Manual recovery: Change user IDs with strict security policies

Overview Copied

Important
Please contact ITRS Support for guidance before performing this procedure.

This procedure is applicable in the following scenarios:

You need to change runAsUser on an existing installation.
Your cluster enforces Pod Security Standards (PSS) or implements Gatekeeper or Kyverno policies.
The ownership migration requires privileged operations that conflict with your security policies.

Changing the runAsUser requires updating file ownership on all persistent volumes used by the database. This operation involves running privileged jobs (as root with elevated capabilities) to modify file ownership. These jobs cannot run while strict security policies are enforced, so it is important to temporarily relax relevant policies during the migration process.

Migration consideration Copied

Plan for downtime — database pods will restart during the migration.
Large databases — migration time increases with data size (can take 10+ minutes for large datasets).
Security window — minimize time with relaxed policies, complete procedure as quickly as possible.
Schedule appropriately — perform during maintenance window.
Alternative approach — deploy a fresh installation with correct UIDs if feasible.

Why is this procedure necessary? Copied

Database services (PostgreSQL, TimescaleDB, etcd, and Kafka) require data directories to be owned by the UID running the process. When changing runAsUser, you must thoroughly update file ownership on all persistent volumes. This operation:

Must run as root.
Requires elevated Linux capabilities (CHOWN, FOWNER, DAC_OVERRIDE)
Takes time proportional to the volume data size.
Cannot execute while strict security policies are enforced.

As a best practice, set the correct runAsUser and fsGroup during initial deployment to avoid this complexity.

What gets migrated? Copied

The migration jobs update all persistent volumes associated with PostgreSQL:

PGDATA — main database data directory (mandatory).
Tablespaces — optional additional storage volumes for database data (if any are configured).

Note
All volumes must have their ownership updated when runAsUser changes. Failing to do so will result in PostgreSQL failing to start due to permission errors.

Prerequisites Copied

Before starting this procedure, ensure you have:

Established contact with an ITRS Support engineer.
Cluster administrator access.
Scheduled a maintenance window (database pods will restart).
Documented your current and target UID/GID values.

Recovery procedure Copied

Update security context configuration Copied

Update your Helm values file with new UIDs. It’s critical that you update both runAsUser and fsGroup.

# values.yaml
securityContext:
  pod:
    runAsUser: 5000      # New UID
    runAsGroup: 5000     # New GID
    supplementalGroups: [5000]
    fsGroup: 5000        # MUST change with runAsUser
    fsGroupChangePolicy: OnRootMismatch

Apply the configuration using Helm.

helm upgrade iax itrs/iax-platform \
  --namespace itrs \
  --values values.yaml \
  --wait

Warning
At this stage, pods will fail to start because of ownership mismatch. This is normal and expected.

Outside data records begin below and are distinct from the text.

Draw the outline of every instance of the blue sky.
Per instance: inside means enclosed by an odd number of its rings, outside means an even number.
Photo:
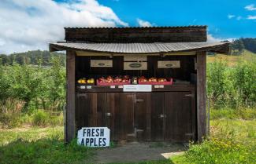
[[[47,49],[64,27],[207,25],[209,41],[256,38],[256,0],[1,0],[0,53]]]
[[[251,0],[99,0],[131,26],[136,26],[136,18],[158,26],[208,25],[209,32],[217,38],[256,37],[255,10],[245,6],[255,4]],[[235,16],[228,19],[228,16]],[[241,17],[239,17],[241,16]]]

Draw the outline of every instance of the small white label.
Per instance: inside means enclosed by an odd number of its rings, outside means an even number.
[[[124,92],[152,92],[151,85],[124,85]]]
[[[77,132],[77,144],[87,147],[109,147],[110,130],[107,127],[83,127]]]
[[[158,61],[158,68],[180,67],[180,60]]]
[[[80,86],[80,89],[85,89],[85,86]]]
[[[164,85],[159,85],[159,88],[165,88]]]
[[[91,67],[112,67],[111,60],[91,60]]]

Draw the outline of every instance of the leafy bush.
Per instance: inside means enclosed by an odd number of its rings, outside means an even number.
[[[48,113],[38,110],[32,115],[32,125],[34,126],[46,126],[49,122],[50,115]]]
[[[210,119],[256,119],[256,108],[220,108],[210,110]]]
[[[256,106],[256,61],[228,66],[222,60],[207,65],[207,94],[213,108]]]

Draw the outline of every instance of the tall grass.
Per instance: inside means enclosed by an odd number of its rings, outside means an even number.
[[[207,95],[211,106],[256,107],[256,60],[240,60],[232,67],[221,59],[207,64]]]

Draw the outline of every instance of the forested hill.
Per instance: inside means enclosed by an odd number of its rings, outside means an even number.
[[[232,54],[240,55],[244,49],[256,53],[256,38],[239,38],[231,44]],[[20,64],[34,64],[49,66],[51,59],[58,57],[61,65],[65,65],[65,54],[62,53],[50,53],[49,51],[28,51],[25,53],[12,53],[10,55],[0,54],[0,64],[13,64],[14,62]]]
[[[65,65],[65,54],[62,53],[50,53],[49,51],[35,50],[25,53],[0,54],[0,64],[13,64],[14,62],[20,64],[33,64],[43,66],[51,65],[51,59],[58,57],[61,65]]]
[[[231,44],[232,50],[236,54],[240,54],[243,49],[256,53],[256,38],[239,38]]]

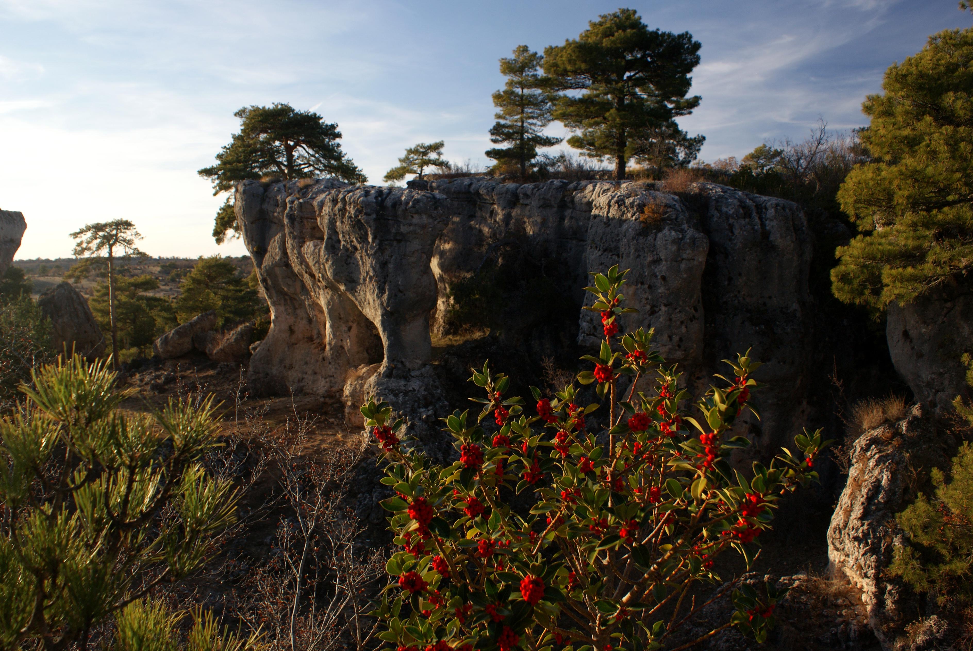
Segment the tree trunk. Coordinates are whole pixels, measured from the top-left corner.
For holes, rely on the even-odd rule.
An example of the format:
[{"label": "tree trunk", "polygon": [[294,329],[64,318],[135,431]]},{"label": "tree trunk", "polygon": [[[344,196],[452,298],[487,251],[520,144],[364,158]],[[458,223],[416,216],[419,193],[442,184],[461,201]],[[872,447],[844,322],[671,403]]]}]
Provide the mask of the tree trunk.
[{"label": "tree trunk", "polygon": [[287,157],[287,173],[285,174],[286,180],[294,180],[294,145],[289,145],[284,143],[284,155]]},{"label": "tree trunk", "polygon": [[115,256],[108,247],[108,318],[112,324],[112,367],[119,369],[119,328],[115,322]]},{"label": "tree trunk", "polygon": [[527,134],[523,127],[523,87],[521,87],[521,181],[527,180]]}]

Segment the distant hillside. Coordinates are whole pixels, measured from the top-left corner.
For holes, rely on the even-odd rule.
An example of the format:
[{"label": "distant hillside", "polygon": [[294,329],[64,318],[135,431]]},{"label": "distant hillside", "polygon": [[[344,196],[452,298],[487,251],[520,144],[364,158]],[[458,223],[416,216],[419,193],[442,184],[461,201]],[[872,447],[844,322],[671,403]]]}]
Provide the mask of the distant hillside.
[{"label": "distant hillside", "polygon": [[[197,258],[135,258],[120,262],[120,269],[126,275],[142,275],[149,273],[159,279],[159,289],[151,292],[156,296],[175,297],[179,294],[179,282],[189,273],[197,263]],[[241,275],[249,275],[253,271],[253,262],[249,256],[233,256],[224,258],[232,262],[240,271]],[[39,296],[44,290],[61,282],[64,273],[78,262],[75,258],[55,258],[54,260],[37,258],[35,260],[15,260],[14,266],[23,270],[30,279],[33,295]],[[98,278],[89,277],[73,283],[82,294],[90,296]]]}]

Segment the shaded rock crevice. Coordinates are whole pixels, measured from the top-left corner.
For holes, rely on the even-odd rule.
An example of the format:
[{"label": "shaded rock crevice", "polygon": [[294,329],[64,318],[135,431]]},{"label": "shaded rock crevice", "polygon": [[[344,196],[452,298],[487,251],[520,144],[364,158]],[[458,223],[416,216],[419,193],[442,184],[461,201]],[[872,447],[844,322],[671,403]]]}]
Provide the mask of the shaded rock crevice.
[{"label": "shaded rock crevice", "polygon": [[[472,319],[537,360],[596,344],[584,287],[589,271],[617,264],[631,270],[625,293],[639,310],[626,327],[655,327],[697,387],[754,346],[775,382],[763,396],[768,449],[800,431],[811,245],[797,205],[708,183],[680,196],[606,181],[409,185],[238,185],[238,224],[271,311],[251,390],[342,395],[352,422],[356,401],[394,394],[422,430],[445,409],[426,371],[432,336]],[[464,291],[476,300],[464,304]]]}]

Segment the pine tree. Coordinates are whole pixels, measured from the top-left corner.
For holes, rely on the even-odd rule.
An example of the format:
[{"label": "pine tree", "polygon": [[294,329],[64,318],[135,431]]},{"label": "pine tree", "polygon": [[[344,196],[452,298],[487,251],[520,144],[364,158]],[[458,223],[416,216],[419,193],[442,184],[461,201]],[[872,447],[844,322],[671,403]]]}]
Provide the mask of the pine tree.
[{"label": "pine tree", "polygon": [[406,150],[406,155],[399,159],[399,164],[385,173],[385,181],[401,181],[407,174],[415,174],[422,178],[426,167],[445,167],[449,162],[443,158],[443,140],[439,142],[420,142]]},{"label": "pine tree", "polygon": [[[674,118],[692,113],[690,73],[700,63],[692,34],[650,30],[632,9],[589,22],[576,40],[544,50],[544,72],[560,90],[554,118],[577,131],[567,144],[592,158],[615,161],[615,178],[646,142],[685,134]],[[697,136],[699,137],[699,136]],[[687,143],[688,144],[688,143]]]},{"label": "pine tree", "polygon": [[[116,278],[115,319],[120,354],[137,353],[142,357],[147,356],[155,339],[175,326],[172,303],[168,299],[148,293],[157,289],[159,280],[149,274]],[[108,283],[99,282],[94,286],[89,305],[101,330],[108,330]]]},{"label": "pine tree", "polygon": [[489,130],[490,142],[509,146],[487,150],[486,156],[501,168],[516,165],[522,179],[526,178],[539,147],[553,147],[562,140],[542,132],[554,120],[551,95],[538,74],[543,60],[527,46],[517,46],[513,57],[500,59],[500,72],[508,79],[504,89],[493,93],[493,106],[500,110],[493,116],[497,122]]},{"label": "pine tree", "polygon": [[266,304],[256,287],[237,274],[236,267],[221,258],[199,258],[180,284],[176,315],[185,323],[202,312],[215,310],[221,325],[246,321],[257,316]]},{"label": "pine tree", "polygon": [[838,249],[832,290],[884,307],[964,281],[973,271],[973,29],[929,37],[885,72],[862,105],[873,162],[839,191],[861,235]]},{"label": "pine tree", "polygon": [[[338,125],[324,122],[313,111],[298,111],[290,104],[244,106],[234,115],[240,119],[239,133],[216,155],[217,163],[198,171],[213,182],[213,194],[231,192],[238,181],[267,174],[284,180],[325,176],[348,183],[368,178],[355,166],[338,142]],[[216,214],[213,237],[222,244],[229,231],[237,230],[233,202]]]},{"label": "pine tree", "polygon": [[135,225],[127,219],[114,219],[110,222],[89,224],[71,234],[78,243],[74,246],[74,255],[104,256],[108,274],[108,321],[112,333],[112,364],[119,368],[119,332],[118,319],[115,314],[115,259],[145,256],[138,250],[135,242],[142,235],[135,230]]}]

Temporarily relax security policies Copied

For Pod Security Admission, update the namespace label to temporarily permit privileged operations

# Change namespace from restricted to privileged temporarily
kubectl label namespace itrs pod-security.kubernetes.io/enforce=privileged --overwrite

# Verify
kubectl get namespace itrs -o jsonpath='{.metadata.labels.pod-security\.kubernetes\.io/enforce}'
# Should show: privileged

For Gatekeeper, temporarily exclude the namespace from constraint enforcement.

# Get your constraint names
kubectl get constraints -A

# Add itrs namespace to excludedNamespaces for each constraint
# Example for K8sPSPCapabilities constraint named "drop-all":
kubectl patch k8spspcapabilities drop-all --type=json -p='[
  {
    "op": "add",
    "path": "/spec/match/excludedNamespaces/-",
    "value": "itrs"
  }
]'

# Repeat for other constraints (e.g., K8sPSPAllowedUsers named "jpmc-allowed-user-ranges")
kubectl patch k8spspallowedusers jpmc-allowed-user-ranges --type=json -p='[
  {
    "op": "add",
    "path": "/spec/match/excludedNamespaces/-",
    "value": "itrs"
  }
]'

# Verify
kubectl get constraints -o yaml | grep -A 5 excludedNamespaces
# Should show 'itrs' in the list

Run ownership migration jobs Copied

Create migration job manifests for PostgreSQL and TimescaleDB.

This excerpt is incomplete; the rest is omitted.